第9話 試練


「……はぁ?」


 やべぇなんかもう迫力がやばいです。はい。案の定? キレられました。どうしよ……


 え? これみんな経験してるの? それとも俺だけ? でも、やるしかないよなー……


「あ、ギルドの登録をしに来たんですけどー……」


「何回も言わんでも分かるわ! 俺が疑問なのはお前みたいなひょろいやつがこの世界で生きていけるかっちゅー話や!」


「え、い、いやーあのー……」


 え? この世界そんなに厳しいの? ってかみんな俺なんかよりもゴツいってこと? みんなマッチョなの?

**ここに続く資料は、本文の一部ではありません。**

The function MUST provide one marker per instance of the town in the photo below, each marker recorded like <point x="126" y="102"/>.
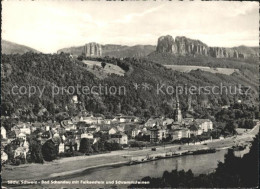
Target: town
<point x="87" y="134"/>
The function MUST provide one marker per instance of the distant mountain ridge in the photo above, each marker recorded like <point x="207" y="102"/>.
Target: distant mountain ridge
<point x="14" y="48"/>
<point x="117" y="51"/>
<point x="180" y="46"/>
<point x="183" y="46"/>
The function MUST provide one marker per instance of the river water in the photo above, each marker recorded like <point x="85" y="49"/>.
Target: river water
<point x="199" y="164"/>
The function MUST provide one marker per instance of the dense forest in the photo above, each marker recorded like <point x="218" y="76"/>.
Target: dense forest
<point x="234" y="172"/>
<point x="45" y="71"/>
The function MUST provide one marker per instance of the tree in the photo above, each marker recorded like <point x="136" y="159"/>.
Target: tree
<point x="36" y="151"/>
<point x="85" y="146"/>
<point x="49" y="150"/>
<point x="103" y="64"/>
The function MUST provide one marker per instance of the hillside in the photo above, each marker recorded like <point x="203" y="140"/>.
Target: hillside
<point x="96" y="68"/>
<point x="140" y="81"/>
<point x="13" y="48"/>
<point x="126" y="51"/>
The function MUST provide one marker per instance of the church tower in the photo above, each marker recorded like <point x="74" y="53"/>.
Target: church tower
<point x="178" y="116"/>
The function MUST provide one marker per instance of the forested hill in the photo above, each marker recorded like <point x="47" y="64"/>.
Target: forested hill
<point x="13" y="48"/>
<point x="141" y="80"/>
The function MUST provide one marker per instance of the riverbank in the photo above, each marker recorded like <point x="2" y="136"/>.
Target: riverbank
<point x="75" y="165"/>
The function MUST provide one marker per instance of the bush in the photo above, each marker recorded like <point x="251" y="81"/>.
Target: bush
<point x="49" y="151"/>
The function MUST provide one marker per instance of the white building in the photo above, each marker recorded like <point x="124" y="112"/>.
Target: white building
<point x="87" y="135"/>
<point x="204" y="124"/>
<point x="3" y="132"/>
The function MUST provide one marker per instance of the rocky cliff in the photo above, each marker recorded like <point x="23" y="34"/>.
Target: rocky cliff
<point x="92" y="49"/>
<point x="185" y="46"/>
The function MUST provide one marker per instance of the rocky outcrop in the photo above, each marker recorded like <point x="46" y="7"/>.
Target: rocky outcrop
<point x="185" y="46"/>
<point x="93" y="50"/>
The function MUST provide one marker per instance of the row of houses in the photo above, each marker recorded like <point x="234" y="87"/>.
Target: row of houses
<point x="186" y="129"/>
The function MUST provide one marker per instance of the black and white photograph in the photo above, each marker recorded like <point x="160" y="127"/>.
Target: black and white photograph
<point x="129" y="94"/>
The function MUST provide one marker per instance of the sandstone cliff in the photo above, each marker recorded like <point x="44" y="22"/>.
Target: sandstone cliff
<point x="185" y="46"/>
<point x="92" y="49"/>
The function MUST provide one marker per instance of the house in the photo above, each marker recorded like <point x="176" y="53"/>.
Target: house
<point x="153" y="121"/>
<point x="12" y="135"/>
<point x="125" y="119"/>
<point x="70" y="144"/>
<point x="61" y="147"/>
<point x="112" y="131"/>
<point x="137" y="120"/>
<point x="75" y="119"/>
<point x="4" y="157"/>
<point x="187" y="121"/>
<point x="104" y="128"/>
<point x="195" y="130"/>
<point x="68" y="125"/>
<point x="120" y="128"/>
<point x="47" y="134"/>
<point x="3" y="132"/>
<point x="204" y="124"/>
<point x="157" y="133"/>
<point x="99" y="120"/>
<point x="176" y="134"/>
<point x="22" y="136"/>
<point x="167" y="121"/>
<point x="91" y="130"/>
<point x="185" y="133"/>
<point x="20" y="151"/>
<point x="96" y="127"/>
<point x="89" y="119"/>
<point x="107" y="121"/>
<point x="120" y="138"/>
<point x="17" y="142"/>
<point x="87" y="135"/>
<point x="16" y="129"/>
<point x="135" y="132"/>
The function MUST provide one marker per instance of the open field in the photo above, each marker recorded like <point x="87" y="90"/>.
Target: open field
<point x="96" y="68"/>
<point x="182" y="68"/>
<point x="68" y="166"/>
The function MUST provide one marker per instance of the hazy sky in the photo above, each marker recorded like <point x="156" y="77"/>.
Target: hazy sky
<point x="48" y="26"/>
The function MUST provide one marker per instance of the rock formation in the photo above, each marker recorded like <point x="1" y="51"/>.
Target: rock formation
<point x="92" y="49"/>
<point x="185" y="46"/>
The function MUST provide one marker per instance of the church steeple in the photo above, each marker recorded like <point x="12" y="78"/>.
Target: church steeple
<point x="178" y="116"/>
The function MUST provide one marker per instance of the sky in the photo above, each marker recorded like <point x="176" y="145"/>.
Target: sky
<point x="48" y="26"/>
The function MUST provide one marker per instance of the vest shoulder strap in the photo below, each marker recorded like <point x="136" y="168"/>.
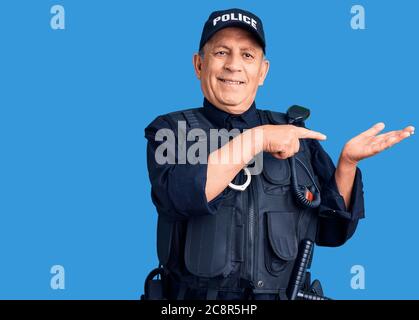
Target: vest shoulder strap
<point x="274" y="117"/>
<point x="193" y="117"/>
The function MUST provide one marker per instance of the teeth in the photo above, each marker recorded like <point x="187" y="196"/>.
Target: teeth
<point x="231" y="82"/>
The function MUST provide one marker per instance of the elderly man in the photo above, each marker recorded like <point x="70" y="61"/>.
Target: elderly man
<point x="227" y="233"/>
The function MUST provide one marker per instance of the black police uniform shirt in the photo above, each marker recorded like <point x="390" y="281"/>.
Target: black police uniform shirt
<point x="178" y="190"/>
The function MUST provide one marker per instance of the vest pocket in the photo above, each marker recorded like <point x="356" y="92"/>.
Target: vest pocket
<point x="208" y="246"/>
<point x="282" y="244"/>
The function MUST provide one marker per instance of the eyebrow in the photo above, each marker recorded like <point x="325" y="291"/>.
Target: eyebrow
<point x="229" y="48"/>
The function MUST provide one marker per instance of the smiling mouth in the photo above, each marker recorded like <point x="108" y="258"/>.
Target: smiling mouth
<point x="231" y="82"/>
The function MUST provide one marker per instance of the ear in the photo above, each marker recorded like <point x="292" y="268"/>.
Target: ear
<point x="263" y="71"/>
<point x="197" y="63"/>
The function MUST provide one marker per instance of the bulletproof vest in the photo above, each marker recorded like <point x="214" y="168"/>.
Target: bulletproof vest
<point x="253" y="237"/>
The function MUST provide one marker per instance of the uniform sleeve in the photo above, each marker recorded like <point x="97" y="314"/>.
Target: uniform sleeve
<point x="337" y="223"/>
<point x="177" y="190"/>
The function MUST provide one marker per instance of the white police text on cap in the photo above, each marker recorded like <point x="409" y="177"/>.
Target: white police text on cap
<point x="232" y="17"/>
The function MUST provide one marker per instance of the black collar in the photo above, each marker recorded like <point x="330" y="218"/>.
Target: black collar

 やばい……でも、この世界で生きていくと決めたんだ! 覚悟を見せるしかない!


「私もこの世界でなんとか頑張って行こうと決心したんです! どうか私にも登録させて下さい! お願いします!」


「ほぅ、熱意だけはあるんやな。しかし、この世界は気合いだけでは乗り切れんぞ、それでもこの世界に挑むんか?」


「はいっ! 全力でやらせていただく所存でございます!」


「よし、気持ちは受け取った。だがな、気持ちだけでは乗り切れん世界なのは変わらん」


「そ、そんなー……」


 頑張って勇気だして言ったのにー……この世界厳しすぎだろ!


「そんなに落ち込むな。それだけ、この世界は厳しいということだ。気持ちだけあっても生半可な実力ではすぐについていけなくなってしまう。断るのもお前の為だ」


 そんなに厳しいのかよ! この世界。だ、だけど俺だってあんなに怖い龍を倒せたんだぞ! 実力はある方ではないかもだけど、ゼロではないと思うんだが……


 ん? なら、実力を認めさせれば良いってことか? なら、


「それなら、あなたに俺の実力を認めて貰えばいいってことですね? なら、お手合わせ願えませんかね? 実力も見られずに決め付けられるのは納得いかないので」


「ふん、それもそうだな。だが、実力がないと判断したら即不合格だぞ。それでもいいならお前の熱意に免じて手合わせくらいしてやろう」


「あ、ありがとうございます!」


 よし! これで実力を認めさせれば俺もギルドに登録できるぞ!


 訓練場みたいな場所に来た。流石ギルドだこんな場所もあるんだな。


「よし、なら早速始めよう。んーどうしようか。普通にやっても俺が勝つだけだからな。こうしよう。三分時間をあげよう。その間にお前が俺に一回でも攻撃できたらいいだろう。ただし、時間切れや俺にやられたらその時点で終了だ。いいな?」


 うっ、流石のハンデだな。やはりこの人は相当の手練れなのだろう。龍よりも強いことは無いだろうが、今回は制限時間がある。そこが肝だな。


「はい!お願いします!」


「よし、ならお互いにこの木刀を使おう。ほれ」


「あっ、僕は剣じゃなくて素手で闘うタイプなので、使わなくてもいいですか?」


 俺は格闘技のスキルを持ってるから無い方が戦い慣れてるのだ。でも、その分リーチ的に分が悪いがまあいけるだろう。


「……お前がいいならいいが。まあ、いいだろう時間ももったいないし、さっさと始めよう。いつでもかかってきていいぞ」


「では、お願い、しますっ!」


 これは先手必勝だ。持久戦になると勝ち目がなくなる。最初の一手で全てを決めるっ!


 俺は開始と同時に相手との距離を詰め、拳のリーチに持っていこうとした。だが、


「ふん、なかなか悪くないが、そんなんではうちのギルドには入れん、なっ!」


 相手もやはり強者、軽々動きを見切られてしまった。


 速いっ! 相手が突きを繰り出してきた。これはぎりぎり避けきれないっ! 流石に無理か?


 ドンっ!


 あれ? 痛くない? あっそういえばなんか刺突に関するスキルがあったような……? まあ、いいや相手もポカンとしてるし今のうちに!


「もらった!」


 そして、試験官の腹に一発いいのを決めてやった。